As part of the resumption of involuntary disenrollments, the plan must send its Notice of Intention to Disenroll to all enrollees and their authorized representatives for whom it requests disenrollment. Plans send this notice 30 days prior to the requested disenrollment effective date (e.g., Dec. 1, 2021 mailing date for a Jan. 1, 2022 effective date).
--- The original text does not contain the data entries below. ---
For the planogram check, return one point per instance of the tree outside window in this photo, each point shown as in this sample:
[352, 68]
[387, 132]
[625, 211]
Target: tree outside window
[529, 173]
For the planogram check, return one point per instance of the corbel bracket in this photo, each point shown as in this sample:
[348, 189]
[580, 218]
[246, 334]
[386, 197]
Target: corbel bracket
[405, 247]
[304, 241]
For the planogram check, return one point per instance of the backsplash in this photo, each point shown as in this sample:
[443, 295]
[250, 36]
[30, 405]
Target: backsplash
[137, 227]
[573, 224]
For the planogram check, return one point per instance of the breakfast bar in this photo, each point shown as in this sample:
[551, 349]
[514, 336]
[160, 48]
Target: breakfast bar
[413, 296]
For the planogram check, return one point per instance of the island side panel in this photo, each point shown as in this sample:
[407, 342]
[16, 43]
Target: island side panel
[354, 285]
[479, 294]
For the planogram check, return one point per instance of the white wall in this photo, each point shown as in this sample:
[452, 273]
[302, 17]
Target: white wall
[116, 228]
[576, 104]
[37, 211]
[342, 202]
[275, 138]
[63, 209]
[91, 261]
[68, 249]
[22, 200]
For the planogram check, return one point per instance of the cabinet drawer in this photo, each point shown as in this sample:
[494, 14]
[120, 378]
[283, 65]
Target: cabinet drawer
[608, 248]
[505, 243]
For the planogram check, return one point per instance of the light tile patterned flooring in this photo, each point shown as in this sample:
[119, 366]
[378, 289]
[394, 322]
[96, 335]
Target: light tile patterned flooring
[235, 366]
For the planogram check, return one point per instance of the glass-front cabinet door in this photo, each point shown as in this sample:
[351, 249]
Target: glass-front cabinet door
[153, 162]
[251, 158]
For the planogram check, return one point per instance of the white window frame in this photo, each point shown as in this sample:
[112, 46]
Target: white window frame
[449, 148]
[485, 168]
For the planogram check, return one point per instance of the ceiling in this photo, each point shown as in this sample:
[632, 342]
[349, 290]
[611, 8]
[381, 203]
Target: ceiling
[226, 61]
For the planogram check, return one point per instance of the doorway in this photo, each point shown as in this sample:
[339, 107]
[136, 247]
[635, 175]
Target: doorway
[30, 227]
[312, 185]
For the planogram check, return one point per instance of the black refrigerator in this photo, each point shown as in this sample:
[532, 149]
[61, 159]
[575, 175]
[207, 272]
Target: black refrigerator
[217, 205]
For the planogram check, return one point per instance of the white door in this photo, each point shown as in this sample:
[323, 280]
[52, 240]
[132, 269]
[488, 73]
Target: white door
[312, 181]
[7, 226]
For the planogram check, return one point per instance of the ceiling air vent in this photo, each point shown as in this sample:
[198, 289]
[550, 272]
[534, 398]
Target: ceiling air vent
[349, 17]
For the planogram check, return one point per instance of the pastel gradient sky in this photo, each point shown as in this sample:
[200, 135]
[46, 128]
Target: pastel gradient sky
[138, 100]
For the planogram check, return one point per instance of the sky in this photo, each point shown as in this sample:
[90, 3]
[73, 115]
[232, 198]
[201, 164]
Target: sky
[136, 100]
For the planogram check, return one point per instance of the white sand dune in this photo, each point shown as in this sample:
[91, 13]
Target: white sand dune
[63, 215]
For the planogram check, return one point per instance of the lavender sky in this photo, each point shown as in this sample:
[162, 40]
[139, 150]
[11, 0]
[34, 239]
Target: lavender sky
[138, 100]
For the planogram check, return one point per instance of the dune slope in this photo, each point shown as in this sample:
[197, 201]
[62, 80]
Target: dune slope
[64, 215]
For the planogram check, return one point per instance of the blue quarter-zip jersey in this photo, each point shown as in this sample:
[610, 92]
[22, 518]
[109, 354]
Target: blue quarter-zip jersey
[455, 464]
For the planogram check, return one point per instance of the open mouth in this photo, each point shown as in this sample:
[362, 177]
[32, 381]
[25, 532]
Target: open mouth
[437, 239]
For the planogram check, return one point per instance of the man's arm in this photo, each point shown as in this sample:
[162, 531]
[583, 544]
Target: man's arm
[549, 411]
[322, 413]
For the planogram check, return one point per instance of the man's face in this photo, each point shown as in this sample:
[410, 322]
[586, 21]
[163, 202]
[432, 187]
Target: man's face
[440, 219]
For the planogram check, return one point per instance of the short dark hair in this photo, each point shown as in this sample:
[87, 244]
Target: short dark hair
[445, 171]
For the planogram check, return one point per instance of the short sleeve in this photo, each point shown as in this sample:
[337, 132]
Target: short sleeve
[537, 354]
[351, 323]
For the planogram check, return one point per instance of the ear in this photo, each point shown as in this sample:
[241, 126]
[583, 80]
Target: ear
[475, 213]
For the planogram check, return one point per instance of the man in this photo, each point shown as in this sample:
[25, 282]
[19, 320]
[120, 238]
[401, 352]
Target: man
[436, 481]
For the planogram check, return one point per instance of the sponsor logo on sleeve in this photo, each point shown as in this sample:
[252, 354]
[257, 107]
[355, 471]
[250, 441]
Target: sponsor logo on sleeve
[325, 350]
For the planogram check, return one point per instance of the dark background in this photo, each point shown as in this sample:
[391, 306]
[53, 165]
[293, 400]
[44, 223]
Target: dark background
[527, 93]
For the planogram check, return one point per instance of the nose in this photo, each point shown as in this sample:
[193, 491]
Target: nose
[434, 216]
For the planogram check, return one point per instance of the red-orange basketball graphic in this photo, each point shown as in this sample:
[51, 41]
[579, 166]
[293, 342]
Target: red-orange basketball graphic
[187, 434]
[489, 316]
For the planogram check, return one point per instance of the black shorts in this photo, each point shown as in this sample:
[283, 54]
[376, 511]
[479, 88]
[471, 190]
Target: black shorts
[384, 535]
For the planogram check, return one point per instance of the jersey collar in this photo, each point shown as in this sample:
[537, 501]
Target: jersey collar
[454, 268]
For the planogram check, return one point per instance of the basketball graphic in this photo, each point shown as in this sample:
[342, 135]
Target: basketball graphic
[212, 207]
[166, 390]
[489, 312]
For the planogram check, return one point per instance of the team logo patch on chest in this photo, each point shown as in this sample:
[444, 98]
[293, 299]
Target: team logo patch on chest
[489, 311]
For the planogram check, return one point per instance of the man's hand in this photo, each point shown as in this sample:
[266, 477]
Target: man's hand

Plans will be notified of disenrollments via the 834 process.

The date of disenrollment depends on the date the disenrollment request is received and accepted per the 2022 MLTC Plan Processing Schedule for Involuntary Disenrollments available here. Individuals will be notified of their disenrollment by New York Medicaid Choice (NYMC) due to the above reasons. Fair hearing rights apply to this notice, including Aid to Continue. The disenrollment notice has contact information if the individual disputes the disenrollment (NYMC at 888-401-6582).

Individuals who are disenrolled from their MLTC plan will continue to receive their Medicaid coverage through another managed care plan or the Medicaid FFS program. Prior to the effective date of disenrollment, plans must make all necessary referrals to another plan or to the Local Department of Social Services (LDSS) for all covered and non-covered services. Plans must make arrangements to transfer the Plan of Care (POC) to the receiving plan or LDSS. If the member is auto-assigned to an MLTCP plan, the receiving plan should continue the current POC until a new Community Health Assessment (CHA) is completed and the POC is updated, which should be completed as soon as feasible, but no later than the next scheduled reassessment date.